ふむ、どうやらリーニャの胸大きさは、執事服を華麗に着こなすステラさんよりも慎ましかったようで、リーニャは自らの胸に手を当てながら何やらブツブツと独り言を呟いていた。


しばらくそっとしておいた方がいいだろう。


ステラさんは以外とそういうのには鈍感らしく、リーニャに少なくないダメージを与えていたが、本人には悪気はないらしく笑顔でお礼を言っていた。



「はいメアリーちゃん、これ上げる。

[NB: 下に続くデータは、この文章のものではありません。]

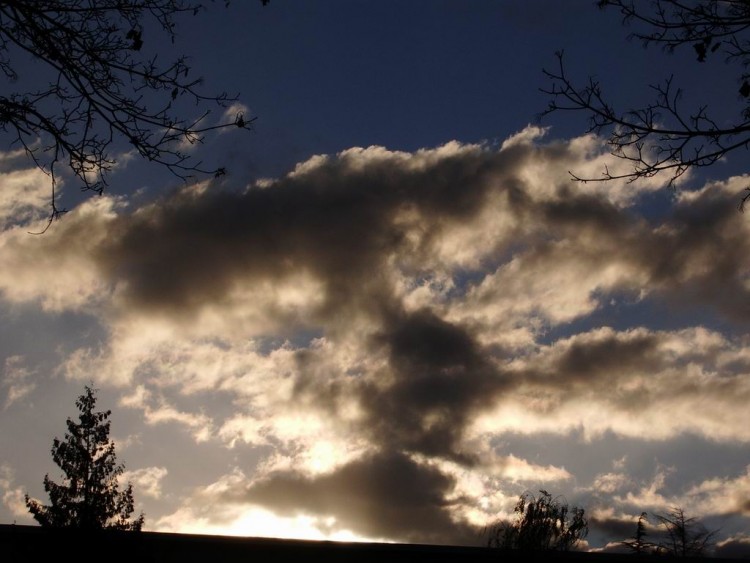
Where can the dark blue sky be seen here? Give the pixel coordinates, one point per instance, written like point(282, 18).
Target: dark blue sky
point(397, 312)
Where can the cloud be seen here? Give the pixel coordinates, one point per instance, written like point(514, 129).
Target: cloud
point(638, 383)
point(12, 497)
point(380, 495)
point(16, 380)
point(147, 481)
point(373, 320)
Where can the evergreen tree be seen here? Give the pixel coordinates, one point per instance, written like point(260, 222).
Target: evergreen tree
point(89, 496)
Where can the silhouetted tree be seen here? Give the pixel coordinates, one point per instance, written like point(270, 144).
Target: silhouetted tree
point(101, 85)
point(685, 537)
point(638, 543)
point(89, 496)
point(662, 136)
point(541, 523)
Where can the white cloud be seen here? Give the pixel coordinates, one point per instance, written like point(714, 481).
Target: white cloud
point(147, 480)
point(16, 380)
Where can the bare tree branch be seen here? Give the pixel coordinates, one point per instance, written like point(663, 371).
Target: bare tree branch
point(663, 136)
point(102, 87)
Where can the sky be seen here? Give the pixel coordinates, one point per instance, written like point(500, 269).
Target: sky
point(397, 312)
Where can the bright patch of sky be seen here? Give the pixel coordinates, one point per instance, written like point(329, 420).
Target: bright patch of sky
point(397, 312)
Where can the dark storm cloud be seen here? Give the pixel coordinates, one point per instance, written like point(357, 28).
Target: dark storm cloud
point(384, 495)
point(436, 379)
point(334, 220)
point(699, 255)
point(440, 379)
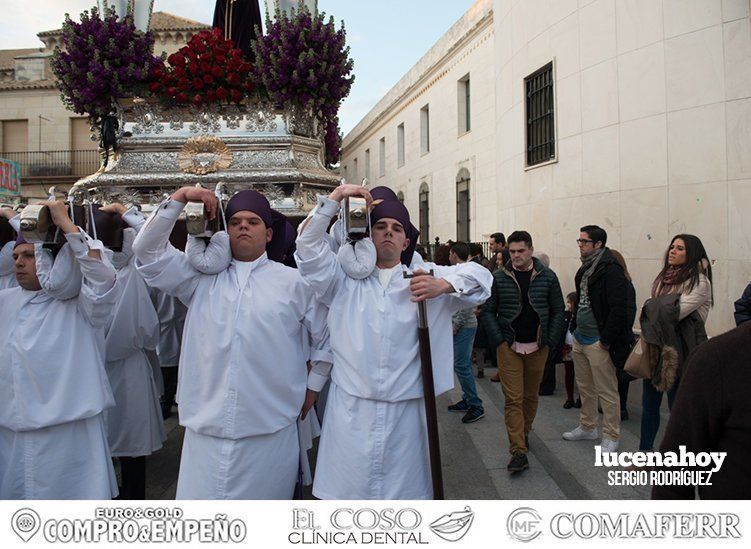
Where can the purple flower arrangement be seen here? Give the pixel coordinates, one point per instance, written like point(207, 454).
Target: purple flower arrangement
point(303, 61)
point(103, 59)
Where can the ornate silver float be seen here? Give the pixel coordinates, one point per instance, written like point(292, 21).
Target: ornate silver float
point(250, 145)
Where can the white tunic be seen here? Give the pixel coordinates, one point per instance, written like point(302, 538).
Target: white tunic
point(53, 387)
point(374, 440)
point(171, 313)
point(134, 426)
point(243, 369)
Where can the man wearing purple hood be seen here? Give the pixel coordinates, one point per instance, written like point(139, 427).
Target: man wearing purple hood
point(242, 380)
point(53, 385)
point(374, 441)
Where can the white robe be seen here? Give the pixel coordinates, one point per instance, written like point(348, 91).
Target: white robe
point(374, 440)
point(53, 388)
point(134, 426)
point(243, 373)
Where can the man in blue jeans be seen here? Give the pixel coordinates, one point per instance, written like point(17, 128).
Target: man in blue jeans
point(464, 323)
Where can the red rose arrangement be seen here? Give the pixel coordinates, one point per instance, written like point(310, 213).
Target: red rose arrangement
point(208, 69)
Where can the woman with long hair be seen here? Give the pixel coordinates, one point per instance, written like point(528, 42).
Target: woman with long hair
point(686, 271)
point(623, 378)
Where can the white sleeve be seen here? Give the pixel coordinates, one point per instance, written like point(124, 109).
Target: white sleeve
point(161, 264)
point(471, 282)
point(212, 258)
point(320, 350)
point(134, 218)
point(315, 260)
point(99, 293)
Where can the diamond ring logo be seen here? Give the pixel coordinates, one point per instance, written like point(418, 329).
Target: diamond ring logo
point(25, 523)
point(454, 526)
point(523, 524)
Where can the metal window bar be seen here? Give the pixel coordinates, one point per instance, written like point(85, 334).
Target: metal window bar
point(462, 211)
point(424, 219)
point(540, 119)
point(56, 163)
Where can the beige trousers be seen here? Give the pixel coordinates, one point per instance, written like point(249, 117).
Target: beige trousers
point(596, 377)
point(520, 380)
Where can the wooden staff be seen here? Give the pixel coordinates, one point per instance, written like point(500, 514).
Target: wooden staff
point(431, 417)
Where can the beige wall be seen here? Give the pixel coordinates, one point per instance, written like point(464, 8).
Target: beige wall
point(653, 111)
point(29, 105)
point(450, 149)
point(15, 135)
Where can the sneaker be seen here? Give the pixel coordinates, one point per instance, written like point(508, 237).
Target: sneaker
point(581, 434)
point(518, 463)
point(460, 406)
point(608, 445)
point(473, 415)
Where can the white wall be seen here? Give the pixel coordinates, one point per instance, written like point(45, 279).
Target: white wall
point(450, 149)
point(653, 114)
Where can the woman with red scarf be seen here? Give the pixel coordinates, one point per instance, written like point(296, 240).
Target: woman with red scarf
point(687, 271)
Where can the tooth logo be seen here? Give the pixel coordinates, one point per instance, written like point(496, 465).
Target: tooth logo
point(25, 523)
point(454, 526)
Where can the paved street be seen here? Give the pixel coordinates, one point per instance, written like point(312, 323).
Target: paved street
point(475, 456)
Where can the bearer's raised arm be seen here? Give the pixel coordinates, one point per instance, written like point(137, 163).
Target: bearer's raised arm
point(315, 260)
point(161, 265)
point(98, 293)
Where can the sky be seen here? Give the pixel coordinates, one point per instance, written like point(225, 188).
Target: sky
point(386, 37)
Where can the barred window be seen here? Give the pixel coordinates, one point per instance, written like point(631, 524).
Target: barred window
point(540, 120)
point(462, 205)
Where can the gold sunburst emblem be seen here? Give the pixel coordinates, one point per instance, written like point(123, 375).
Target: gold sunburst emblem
point(204, 154)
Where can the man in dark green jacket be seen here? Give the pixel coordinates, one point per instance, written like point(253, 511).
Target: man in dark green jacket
point(524, 320)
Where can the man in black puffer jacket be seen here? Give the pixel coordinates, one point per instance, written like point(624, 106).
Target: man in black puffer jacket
point(524, 320)
point(602, 337)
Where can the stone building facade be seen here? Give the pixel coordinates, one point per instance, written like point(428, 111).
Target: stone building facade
point(641, 110)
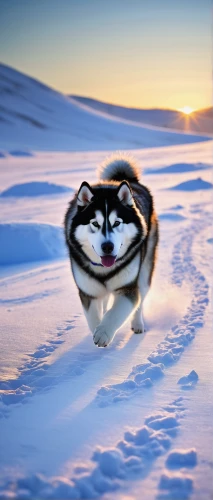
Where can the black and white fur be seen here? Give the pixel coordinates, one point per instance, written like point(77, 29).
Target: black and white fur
point(112, 232)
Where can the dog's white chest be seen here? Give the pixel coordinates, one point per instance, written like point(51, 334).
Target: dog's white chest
point(86, 283)
point(125, 276)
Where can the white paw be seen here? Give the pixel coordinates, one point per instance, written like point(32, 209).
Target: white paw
point(101, 337)
point(138, 326)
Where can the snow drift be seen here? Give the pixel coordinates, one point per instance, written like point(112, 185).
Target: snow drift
point(34, 189)
point(33, 116)
point(30, 242)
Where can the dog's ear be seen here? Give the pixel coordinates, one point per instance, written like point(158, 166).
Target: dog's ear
point(85, 195)
point(124, 194)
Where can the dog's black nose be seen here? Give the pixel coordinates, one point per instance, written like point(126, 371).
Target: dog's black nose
point(107, 247)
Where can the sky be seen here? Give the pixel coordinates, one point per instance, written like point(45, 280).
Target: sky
point(137, 53)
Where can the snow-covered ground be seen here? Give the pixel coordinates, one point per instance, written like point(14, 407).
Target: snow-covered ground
point(131, 421)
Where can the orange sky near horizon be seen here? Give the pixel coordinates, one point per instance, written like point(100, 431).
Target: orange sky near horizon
point(132, 53)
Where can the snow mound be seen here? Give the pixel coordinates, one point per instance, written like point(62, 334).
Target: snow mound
point(30, 242)
point(188, 381)
point(34, 189)
point(193, 185)
point(173, 217)
point(178, 168)
point(35, 117)
point(20, 153)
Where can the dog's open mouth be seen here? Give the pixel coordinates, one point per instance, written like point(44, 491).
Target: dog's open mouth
point(108, 260)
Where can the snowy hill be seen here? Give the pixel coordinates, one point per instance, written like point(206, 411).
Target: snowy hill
point(133, 420)
point(34, 116)
point(199, 121)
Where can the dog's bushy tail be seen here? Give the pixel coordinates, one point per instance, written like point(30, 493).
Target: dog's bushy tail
point(119, 167)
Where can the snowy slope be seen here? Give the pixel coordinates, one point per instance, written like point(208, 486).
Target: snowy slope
point(200, 121)
point(131, 421)
point(34, 116)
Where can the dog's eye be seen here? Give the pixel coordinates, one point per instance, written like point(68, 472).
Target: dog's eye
point(95, 223)
point(117, 223)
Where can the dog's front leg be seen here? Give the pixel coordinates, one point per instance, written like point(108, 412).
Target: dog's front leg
point(93, 310)
point(125, 303)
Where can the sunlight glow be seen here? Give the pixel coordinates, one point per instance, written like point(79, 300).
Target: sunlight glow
point(187, 110)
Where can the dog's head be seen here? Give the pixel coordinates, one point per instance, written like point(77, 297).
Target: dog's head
point(107, 224)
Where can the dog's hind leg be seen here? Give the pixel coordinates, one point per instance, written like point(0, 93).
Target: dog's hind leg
point(93, 310)
point(145, 276)
point(125, 302)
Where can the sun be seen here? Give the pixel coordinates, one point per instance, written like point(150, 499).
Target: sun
point(187, 110)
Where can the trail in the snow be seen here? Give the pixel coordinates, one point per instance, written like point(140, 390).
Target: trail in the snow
point(171, 348)
point(131, 458)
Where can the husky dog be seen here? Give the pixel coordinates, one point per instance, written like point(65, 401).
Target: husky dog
point(111, 232)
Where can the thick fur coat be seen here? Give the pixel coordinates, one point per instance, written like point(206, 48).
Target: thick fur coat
point(111, 232)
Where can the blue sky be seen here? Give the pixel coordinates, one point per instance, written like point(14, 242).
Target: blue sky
point(140, 53)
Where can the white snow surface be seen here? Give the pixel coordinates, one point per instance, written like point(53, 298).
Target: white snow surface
point(133, 420)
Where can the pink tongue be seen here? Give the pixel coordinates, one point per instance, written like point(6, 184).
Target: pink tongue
point(108, 260)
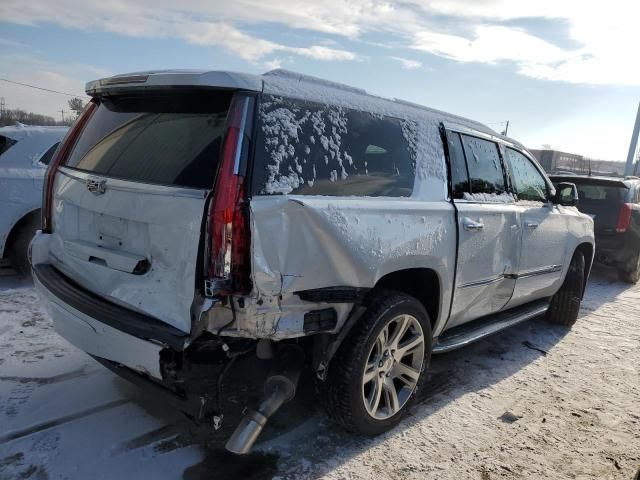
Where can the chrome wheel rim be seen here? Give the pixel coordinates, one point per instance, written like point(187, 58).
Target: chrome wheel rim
point(393, 367)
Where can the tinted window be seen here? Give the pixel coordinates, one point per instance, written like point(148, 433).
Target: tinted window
point(170, 140)
point(312, 149)
point(46, 158)
point(483, 162)
point(459, 174)
point(6, 143)
point(601, 194)
point(528, 183)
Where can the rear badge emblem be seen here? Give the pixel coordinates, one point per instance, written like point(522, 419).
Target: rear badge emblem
point(97, 187)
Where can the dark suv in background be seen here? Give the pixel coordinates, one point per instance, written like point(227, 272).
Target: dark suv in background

とっても美味しいんだよ」


「う、うん ありがとう」



すると隣ではルナがメアリーに焼き菓子を手渡していた。


あれはたしか屋敷を出発するときにルナがお母様から貰っていた物だった筈、メアリーはルナから受け取った焼き菓子をおずおずと一口に運ぶと、「おいしい」と小さく呟いた。


心なしか先程よりも表情が柔らかくなったようで、少し安心した。


俺たちが助けると約束したものの、やはりこの小さな女の子にはなかなか受け止めきれない現実なのだろう。


そうして暫く馬車に揺られていると、御者をしているルークから街の門が見えてきたと声が掛かった。



「さて、もうすぐシルカに入るわけですが、ステラさんとメアリーは街の人間に顔が知られている可能性があるので、馬車の外にはでないようにお願いします 」



街に入る前に最終確認を行う、ステラさんは緊張した面持ちでルナとメアリーは不安そうにしている。


ここからは俺の公爵令嬢としての演技にかかっているので、気合いを入れていかなければならない。




▽ ▽ ▽ ▽



「失礼、馬車の中を改めさせて頂きたい」



馬車の揺れが止まり、外から男の声が聞こえてくる。


どうやらシルカの街に着いたらしく、窓から外を覗くとの数人の男達が馬車を取り囲んでいた。


予想していた通り、門には門番の兵士だけでなく騎士も数人おり、物々しい雰囲気だ。



「騒々しいわね、一体何の騒ぎかしら?」



俺はリーニャに馬車の窓を開けてもらうと、目線だけでぐるりと眼下の騎士や兵士達を見回し、不快げに騎士の一人に声をかける。



「こっこれはキャンベル公爵家の! 失礼しました。 現在シルカの街に往き来する全ての者と積み荷を確認せよとの命令がでておりまして、どうか協力を……」


「あなた、一体誰に向かってそんな口を聞いているのかしら、まさかとは思うけど騎士風情がキャンベル公爵家の人間である私に命令をするつもり?」



俺は騎士の男の言葉を途中で遮り、捲し立てるように言葉をならべる。


内心ドキドキではあるが、我ながら高慢ちきな令嬢を上手く演じられているとおもう。



「めっ滅相もありません! どうか平に、平に御容赦を!! 」


「ふん、なら早くここを通しなさい、私も暇じゃないのよ」



想像以上に効果があり、騎士の男は顔を真っ青にしながら平伏しており、俺は少し申し訳なく思いながらも、ここを無事に通過するために追い討ちをかける。



「はっ! おい! 早くここをお通ししろ!!」



騎士の男は勢い良く立ち上がると、直ぐ様門番の兵士に道を開けさせる。


そして部下の騎士に耳打ちすると、その男は馬に跨がり、街の中に入っていく。


おそらく先触れの為だろうが、ステラさんの話によるとコランダム子爵家の屋敷は燃えてしまったようだし、現当主の安否もわからないらしい状態だが、とりあえず屋敷に向かうしかないだろう。


そんな事を考えている内に再び馬車は動きだす。


どうやら無事にシルカの街に入れたようで、俺はようやくホッと一息つけたのだった。